Historic and Modern Architecture
Architecture, both new and old, defines city skylines and has a lasting impact on our perceived memory of a place. And while historic architecture has its own charm, it’s no secret that, at its best, modern architecture has the ability to be inspiring. Examples abound, including almost any building designed by figures such as Zaha Hadid, Rem Koolhaas, Santiago Calatrava, and Frank Gehry, among others. Their buildings, much like a force of nature, have the ability to transform a neighborhood (almost always for the better). Many refer to this as the Bilbao effect, a term coined after a Frank Gehry–designed Guggenheim museum helped turn around the Spanish city’s economy.
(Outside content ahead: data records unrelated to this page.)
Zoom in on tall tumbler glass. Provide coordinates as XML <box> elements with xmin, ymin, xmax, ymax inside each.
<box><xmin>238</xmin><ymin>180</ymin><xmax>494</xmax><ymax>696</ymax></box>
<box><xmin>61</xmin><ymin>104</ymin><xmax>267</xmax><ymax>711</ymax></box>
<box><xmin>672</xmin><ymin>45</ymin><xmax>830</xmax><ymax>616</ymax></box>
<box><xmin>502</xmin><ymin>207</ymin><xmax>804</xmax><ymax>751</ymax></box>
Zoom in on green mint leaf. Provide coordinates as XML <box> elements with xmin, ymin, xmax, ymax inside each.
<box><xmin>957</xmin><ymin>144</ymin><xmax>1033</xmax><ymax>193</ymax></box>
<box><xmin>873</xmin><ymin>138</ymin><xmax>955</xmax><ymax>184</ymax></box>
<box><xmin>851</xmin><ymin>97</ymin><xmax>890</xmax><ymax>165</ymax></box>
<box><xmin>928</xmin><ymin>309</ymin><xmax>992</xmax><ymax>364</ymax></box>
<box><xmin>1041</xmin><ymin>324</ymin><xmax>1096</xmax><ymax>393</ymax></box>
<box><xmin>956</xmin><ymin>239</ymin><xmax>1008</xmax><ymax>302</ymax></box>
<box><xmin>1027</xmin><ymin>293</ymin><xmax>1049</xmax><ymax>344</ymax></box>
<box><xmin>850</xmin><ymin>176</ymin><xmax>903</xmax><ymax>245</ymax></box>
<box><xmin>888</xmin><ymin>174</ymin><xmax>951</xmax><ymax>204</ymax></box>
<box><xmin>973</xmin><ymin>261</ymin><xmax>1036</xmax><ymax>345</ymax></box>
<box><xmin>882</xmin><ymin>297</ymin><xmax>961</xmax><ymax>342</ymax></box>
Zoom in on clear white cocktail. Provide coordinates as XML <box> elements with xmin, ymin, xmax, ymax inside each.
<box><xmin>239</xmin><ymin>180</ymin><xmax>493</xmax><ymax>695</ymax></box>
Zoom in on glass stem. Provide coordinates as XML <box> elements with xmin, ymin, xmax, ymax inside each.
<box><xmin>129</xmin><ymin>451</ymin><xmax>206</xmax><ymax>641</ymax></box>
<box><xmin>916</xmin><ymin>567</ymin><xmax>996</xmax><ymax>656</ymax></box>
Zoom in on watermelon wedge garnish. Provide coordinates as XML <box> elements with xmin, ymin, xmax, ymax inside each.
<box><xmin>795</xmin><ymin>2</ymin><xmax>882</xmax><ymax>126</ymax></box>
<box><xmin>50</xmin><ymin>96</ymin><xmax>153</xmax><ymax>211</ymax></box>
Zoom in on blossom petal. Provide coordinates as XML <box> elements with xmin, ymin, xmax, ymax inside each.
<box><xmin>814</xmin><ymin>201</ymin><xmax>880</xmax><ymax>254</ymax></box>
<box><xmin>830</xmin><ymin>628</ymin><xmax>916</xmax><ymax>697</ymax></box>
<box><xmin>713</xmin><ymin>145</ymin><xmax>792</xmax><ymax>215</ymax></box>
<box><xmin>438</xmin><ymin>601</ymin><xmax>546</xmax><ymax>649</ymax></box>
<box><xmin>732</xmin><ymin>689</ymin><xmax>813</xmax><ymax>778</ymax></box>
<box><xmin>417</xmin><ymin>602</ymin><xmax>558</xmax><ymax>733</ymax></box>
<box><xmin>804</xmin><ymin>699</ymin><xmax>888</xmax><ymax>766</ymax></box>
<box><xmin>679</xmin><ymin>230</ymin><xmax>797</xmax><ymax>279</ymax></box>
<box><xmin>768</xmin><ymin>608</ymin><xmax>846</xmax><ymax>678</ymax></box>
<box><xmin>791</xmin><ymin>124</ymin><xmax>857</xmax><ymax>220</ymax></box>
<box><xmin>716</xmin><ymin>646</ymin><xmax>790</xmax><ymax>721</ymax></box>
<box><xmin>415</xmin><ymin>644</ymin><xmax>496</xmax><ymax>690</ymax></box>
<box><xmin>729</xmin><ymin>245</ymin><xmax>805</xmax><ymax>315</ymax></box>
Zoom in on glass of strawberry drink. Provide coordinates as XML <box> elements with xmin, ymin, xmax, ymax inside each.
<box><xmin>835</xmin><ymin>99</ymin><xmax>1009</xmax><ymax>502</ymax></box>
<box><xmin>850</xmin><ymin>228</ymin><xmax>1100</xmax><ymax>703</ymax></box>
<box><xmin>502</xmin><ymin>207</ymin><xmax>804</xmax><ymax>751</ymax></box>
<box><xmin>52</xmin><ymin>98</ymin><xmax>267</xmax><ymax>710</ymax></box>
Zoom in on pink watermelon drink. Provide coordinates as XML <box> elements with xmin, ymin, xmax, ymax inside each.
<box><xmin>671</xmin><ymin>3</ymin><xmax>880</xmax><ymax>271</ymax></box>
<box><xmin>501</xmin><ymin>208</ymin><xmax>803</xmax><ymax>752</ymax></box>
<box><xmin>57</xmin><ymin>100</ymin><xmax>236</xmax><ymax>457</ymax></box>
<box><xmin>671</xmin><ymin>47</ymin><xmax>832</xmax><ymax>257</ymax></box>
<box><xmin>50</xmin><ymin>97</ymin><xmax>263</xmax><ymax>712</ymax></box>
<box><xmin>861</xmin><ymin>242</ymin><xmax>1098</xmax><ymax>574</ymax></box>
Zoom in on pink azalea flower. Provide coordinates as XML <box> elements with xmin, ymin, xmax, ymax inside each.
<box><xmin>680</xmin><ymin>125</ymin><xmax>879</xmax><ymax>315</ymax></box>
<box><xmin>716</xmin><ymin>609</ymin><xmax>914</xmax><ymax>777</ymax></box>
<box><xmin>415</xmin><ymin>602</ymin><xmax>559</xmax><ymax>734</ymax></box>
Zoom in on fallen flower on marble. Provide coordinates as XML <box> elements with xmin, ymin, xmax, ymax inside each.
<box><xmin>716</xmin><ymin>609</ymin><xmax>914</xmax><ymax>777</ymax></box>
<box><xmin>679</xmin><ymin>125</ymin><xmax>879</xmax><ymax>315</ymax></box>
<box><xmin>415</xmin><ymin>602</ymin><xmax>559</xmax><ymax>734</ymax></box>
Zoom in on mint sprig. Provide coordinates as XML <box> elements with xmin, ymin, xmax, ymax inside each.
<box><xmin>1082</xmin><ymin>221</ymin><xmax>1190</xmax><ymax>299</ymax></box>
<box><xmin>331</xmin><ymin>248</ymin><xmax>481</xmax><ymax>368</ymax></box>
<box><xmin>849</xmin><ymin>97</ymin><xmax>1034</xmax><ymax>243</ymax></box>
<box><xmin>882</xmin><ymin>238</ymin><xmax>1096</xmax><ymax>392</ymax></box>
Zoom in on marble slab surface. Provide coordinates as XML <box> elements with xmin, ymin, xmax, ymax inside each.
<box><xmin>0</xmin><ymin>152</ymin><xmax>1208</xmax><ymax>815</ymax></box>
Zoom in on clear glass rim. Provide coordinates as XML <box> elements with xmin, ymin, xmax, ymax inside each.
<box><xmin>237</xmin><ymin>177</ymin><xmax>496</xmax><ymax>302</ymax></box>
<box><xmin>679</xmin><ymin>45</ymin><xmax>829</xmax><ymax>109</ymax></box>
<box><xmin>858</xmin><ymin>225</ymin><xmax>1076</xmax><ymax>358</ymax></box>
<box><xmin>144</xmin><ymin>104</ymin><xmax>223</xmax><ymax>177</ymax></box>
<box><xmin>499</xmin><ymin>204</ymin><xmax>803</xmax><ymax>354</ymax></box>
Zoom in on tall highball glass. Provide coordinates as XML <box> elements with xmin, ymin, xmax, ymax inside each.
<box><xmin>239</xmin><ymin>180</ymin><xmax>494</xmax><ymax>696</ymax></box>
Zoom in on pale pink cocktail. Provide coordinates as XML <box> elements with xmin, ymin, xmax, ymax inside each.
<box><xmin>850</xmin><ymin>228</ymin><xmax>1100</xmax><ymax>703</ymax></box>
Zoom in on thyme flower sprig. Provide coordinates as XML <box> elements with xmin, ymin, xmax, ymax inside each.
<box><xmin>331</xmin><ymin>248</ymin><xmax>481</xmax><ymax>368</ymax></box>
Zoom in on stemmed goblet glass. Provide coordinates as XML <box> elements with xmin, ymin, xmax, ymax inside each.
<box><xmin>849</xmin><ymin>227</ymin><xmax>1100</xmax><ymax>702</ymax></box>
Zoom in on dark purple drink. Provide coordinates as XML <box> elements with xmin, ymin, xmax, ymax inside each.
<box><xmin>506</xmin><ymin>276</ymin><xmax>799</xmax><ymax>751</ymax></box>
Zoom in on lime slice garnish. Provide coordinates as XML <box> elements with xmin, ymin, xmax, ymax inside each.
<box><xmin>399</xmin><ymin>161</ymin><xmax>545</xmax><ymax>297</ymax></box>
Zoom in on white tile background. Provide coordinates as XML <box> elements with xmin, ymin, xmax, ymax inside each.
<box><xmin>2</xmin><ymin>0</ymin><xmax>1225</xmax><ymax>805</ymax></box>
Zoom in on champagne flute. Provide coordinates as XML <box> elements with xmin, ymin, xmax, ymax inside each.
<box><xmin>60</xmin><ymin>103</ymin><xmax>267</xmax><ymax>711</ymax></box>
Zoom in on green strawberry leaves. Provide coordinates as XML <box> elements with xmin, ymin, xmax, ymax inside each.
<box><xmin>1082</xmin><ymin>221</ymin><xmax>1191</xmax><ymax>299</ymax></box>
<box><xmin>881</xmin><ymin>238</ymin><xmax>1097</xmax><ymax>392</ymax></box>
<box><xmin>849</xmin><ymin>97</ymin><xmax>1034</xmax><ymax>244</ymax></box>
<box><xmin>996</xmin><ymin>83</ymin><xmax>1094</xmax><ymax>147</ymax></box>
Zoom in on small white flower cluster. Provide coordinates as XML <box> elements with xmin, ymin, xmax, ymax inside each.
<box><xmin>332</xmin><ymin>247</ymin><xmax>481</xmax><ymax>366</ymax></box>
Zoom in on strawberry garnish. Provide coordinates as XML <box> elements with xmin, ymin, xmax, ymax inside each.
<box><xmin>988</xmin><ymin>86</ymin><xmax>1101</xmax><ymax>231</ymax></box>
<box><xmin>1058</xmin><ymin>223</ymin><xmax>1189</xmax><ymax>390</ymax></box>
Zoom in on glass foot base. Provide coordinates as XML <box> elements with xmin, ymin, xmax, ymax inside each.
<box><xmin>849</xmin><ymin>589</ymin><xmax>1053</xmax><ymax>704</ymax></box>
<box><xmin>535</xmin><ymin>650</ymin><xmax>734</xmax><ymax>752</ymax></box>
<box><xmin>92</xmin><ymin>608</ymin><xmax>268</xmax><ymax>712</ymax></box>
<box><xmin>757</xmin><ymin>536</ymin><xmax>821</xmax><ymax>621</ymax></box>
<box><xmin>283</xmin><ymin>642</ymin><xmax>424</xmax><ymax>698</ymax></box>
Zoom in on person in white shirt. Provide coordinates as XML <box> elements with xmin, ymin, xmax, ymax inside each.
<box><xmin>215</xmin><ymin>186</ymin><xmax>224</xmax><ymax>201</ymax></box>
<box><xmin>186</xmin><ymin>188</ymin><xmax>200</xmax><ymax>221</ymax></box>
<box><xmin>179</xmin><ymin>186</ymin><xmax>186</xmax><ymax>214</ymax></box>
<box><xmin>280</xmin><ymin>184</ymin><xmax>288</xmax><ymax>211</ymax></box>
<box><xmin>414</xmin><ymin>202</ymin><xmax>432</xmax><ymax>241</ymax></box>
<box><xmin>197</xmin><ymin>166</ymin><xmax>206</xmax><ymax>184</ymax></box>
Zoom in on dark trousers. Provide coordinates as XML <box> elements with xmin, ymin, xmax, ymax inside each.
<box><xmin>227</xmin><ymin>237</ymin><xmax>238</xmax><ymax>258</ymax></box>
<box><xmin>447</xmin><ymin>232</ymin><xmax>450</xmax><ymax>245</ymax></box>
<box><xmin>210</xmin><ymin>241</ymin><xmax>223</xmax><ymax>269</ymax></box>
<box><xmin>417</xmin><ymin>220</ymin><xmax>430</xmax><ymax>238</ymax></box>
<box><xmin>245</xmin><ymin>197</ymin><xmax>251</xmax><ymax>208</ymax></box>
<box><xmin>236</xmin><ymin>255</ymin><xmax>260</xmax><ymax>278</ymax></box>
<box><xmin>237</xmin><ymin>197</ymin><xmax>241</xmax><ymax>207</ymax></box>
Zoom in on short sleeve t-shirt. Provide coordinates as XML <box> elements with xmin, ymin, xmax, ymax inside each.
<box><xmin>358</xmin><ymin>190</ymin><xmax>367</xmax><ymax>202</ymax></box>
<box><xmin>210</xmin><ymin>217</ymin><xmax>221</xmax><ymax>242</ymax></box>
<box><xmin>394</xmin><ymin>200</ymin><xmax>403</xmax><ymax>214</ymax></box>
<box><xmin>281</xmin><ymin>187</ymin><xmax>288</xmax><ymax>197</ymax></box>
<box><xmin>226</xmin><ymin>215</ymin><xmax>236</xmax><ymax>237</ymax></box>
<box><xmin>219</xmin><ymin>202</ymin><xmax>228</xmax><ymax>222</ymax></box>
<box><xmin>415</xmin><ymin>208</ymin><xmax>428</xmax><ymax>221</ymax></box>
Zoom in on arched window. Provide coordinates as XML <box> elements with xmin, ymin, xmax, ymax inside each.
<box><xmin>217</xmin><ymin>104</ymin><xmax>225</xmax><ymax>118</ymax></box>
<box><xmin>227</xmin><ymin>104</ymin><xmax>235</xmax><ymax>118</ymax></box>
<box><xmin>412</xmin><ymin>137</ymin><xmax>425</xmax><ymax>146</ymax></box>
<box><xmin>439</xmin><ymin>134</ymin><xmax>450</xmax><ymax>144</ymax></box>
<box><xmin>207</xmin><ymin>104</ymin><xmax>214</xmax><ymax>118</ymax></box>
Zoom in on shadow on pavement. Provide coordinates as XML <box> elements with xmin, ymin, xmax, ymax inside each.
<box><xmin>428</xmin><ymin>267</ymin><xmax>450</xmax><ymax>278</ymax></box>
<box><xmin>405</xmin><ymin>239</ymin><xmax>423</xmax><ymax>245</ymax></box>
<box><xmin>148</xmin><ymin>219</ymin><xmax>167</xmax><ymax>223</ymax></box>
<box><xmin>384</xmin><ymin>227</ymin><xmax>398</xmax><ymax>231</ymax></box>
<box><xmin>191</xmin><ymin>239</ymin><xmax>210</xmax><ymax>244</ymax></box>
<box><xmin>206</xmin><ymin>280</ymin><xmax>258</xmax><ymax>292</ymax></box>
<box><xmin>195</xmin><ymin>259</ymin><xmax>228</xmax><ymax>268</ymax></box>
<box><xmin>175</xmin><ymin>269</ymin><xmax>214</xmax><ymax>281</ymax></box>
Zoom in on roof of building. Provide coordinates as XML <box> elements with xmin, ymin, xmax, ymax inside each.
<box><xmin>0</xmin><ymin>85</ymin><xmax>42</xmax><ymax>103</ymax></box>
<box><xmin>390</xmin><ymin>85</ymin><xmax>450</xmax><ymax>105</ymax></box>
Yet economic boost aside, what about when these modern marvels are built on or within the existing buildings themselves? While it’s not the norm, there are times when architects decide (mainly due to preservation) that instead of building around or in place of historic structures, it’s in fact better to build in or atop the original foundation. When these two worlds of old and new come together, the result can be awe-inspiring. From Zaha Hadid’s extension to the Port House in Belgium, which looks as if a spaceship were attached to a 19th-century building, to Daniel Libeskind’s beautiful clash of new and old with Canada's Royal Ontario Museum, AD lists the 14 best examples of when modern and historic architecture come together to produce something better than the sum of their parts.
Brooklyn Museum (New York City)
With roughly 1.5 million works, the Brooklyn Museum houses New York’s second largest art collection (the Metropolitan Museum of Art holds the top spot). Completed in 1895, the Beaux-Arts building was designed by McKim, Mead and White. (Note: McKim, Mead and White was the same firm responsible for the design of the city’s original Pennsylvania Station, and the arch in Washington Square Park, among other structures.) In 2004. Designed by Ennead Architects (previously known as Polshek Partnership), the 15,000-square-foot pavilion provides a striking juxtaposition to the more traditional backdrop of the museum facade.